First, for all of the concern about language diminishing the efforts of women that started this movement, supporters of this change seem to have missed how they flipped the issue 180 degrees on to men now. By using the phrase Pro-Feminist to describe male Feminists, a person seems to be implying (however unintentionally), that men can’t be useful to the cause and be a part of the team. It makes men look like an other in society and creates the atmosphere of “no boys/girls allowed” that Feminism was meant to challenge and destroy.

Also, I feel like the word implies a sense of laziness or apathy to a person. A Feminist sounds like someone who actively tries to fight for equality; a Pro-Feminist sounds like someone who’s into the idea, but can’t be arsed to actually do any work for it. And remember who’s saying this; as a creative writer, radio personality, journalist, public speaker, and stage performer, I know how important it is for a word to sound just right.

Lastly, this new language ignores how much good Feminism does for men as well as women. For example, every time a guy gets bullied and taunted by being emasculated with feminine slurs (i.e., being called a bitch, a p***y, a c***, ETC.) or is criticized for being “too girly”, that throws every woman under the bus as well by implying that feminine is bad. It may be called feminism, but it’s meant to help EVERYONE be equal to each other regardless of their gender or the gender roles they choose for themselves.

In short, I personally feel there’s nothing wrong calling yourself a Feminist regardless of your gender. All that title means is that you believe in striving for a society that doesn’t judge a person’s value or force roles on them based on their gender. Perhaps what we really need is to change the word “Feminism” to reflect that belief a little better.

Of course, this movement in language is still young and anything could happen. I await your thoughts on the subject, world.

Eww-phemisms: The Agent on Euphemistic Language and Context Vs. Content

Why not? When it’s done in wartime, we call it “neutralizing the target.”
Source: missionimprovisational.blogspot.com

Today we broach another topic that I once covered in my college newspaper days. Those who know me know I have a fascination with words and how they are used. To that end, I feel it’s time to discuss the use of euphemisms.

A euphemism is defined as the substitution of a mild, indirect, or vague expression for one thought to be offensive, harsh, or blunt. This, I feel, is the problem. “Mild, indirect, or vague” is, to me at least, just another way of saying weak and emotionless.

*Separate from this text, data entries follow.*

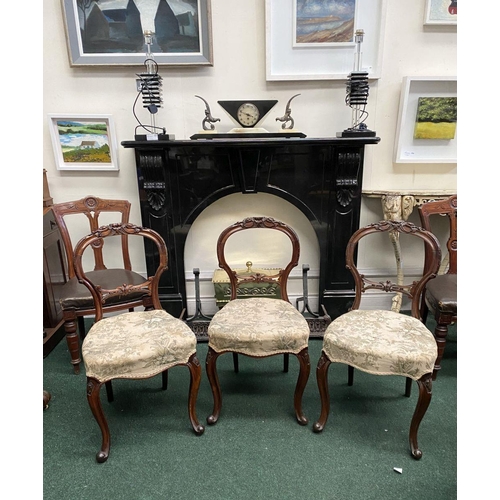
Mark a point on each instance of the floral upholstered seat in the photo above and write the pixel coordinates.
(383, 342)
(159, 341)
(134, 344)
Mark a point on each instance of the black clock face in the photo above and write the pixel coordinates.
(249, 113)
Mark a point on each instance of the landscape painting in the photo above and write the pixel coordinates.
(441, 12)
(112, 31)
(84, 143)
(436, 118)
(323, 22)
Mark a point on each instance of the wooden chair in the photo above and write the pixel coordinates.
(258, 326)
(76, 301)
(440, 295)
(384, 342)
(133, 345)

Euphemisms don’t accurately convey the emotion or the seriousness of the things they are supposed to represent. One famous example of this was when the late comedian and thinker George Carlin pointed out the evolution of the term Post-Traumatic Stress Disorder from the original phrase Shell Shock which, in his mind, weakened the impact of the word and might have inadvertently caused fewer people to be concerned about it and those suffering from it..

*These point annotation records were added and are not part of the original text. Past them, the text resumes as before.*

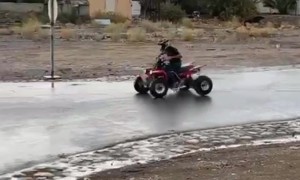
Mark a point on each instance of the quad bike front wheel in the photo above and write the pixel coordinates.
(203, 85)
(139, 86)
(159, 88)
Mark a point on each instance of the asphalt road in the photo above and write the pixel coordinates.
(38, 122)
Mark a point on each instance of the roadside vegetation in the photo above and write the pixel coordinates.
(225, 19)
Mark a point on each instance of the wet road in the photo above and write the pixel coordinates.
(38, 123)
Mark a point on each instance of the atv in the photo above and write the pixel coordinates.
(156, 80)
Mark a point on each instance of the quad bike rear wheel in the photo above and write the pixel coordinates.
(187, 85)
(203, 85)
(159, 88)
(139, 86)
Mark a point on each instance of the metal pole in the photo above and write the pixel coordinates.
(52, 39)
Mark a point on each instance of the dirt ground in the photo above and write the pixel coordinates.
(26, 60)
(270, 162)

I am from the school of thought that says that the words we use should reflect the context of a persons speech – not the content. What a person says is not nearly as important as what they are trying to convey with what they say.

To explain what I mean, take the word “gay” for example. In and of itself, “gay” is not a negative term. Even gay people refer to themselves and one another as gay. It’s when someone uses the word to describe something or someone they have disdain for (Ex. “That’s so gay.”) that the context shifts from neutral to negative. The word itself has no power until the speaker bestows it with his or her context.

We don’t need to clean up the language by softening it; we need to focus on the people that use language as artillery to hurt others. And that hurt can take many forms. Whether it’s a direct attack as in the “Gay” example I provided or tricking people into thinking that changing the language changes the situation ala Carlin’s PTSD example.

Language is a powerful force and it needs to be respected and used responsibly as you would any other tool. What we say is not nearly so dangerous as how we say it. Please, think before you speak.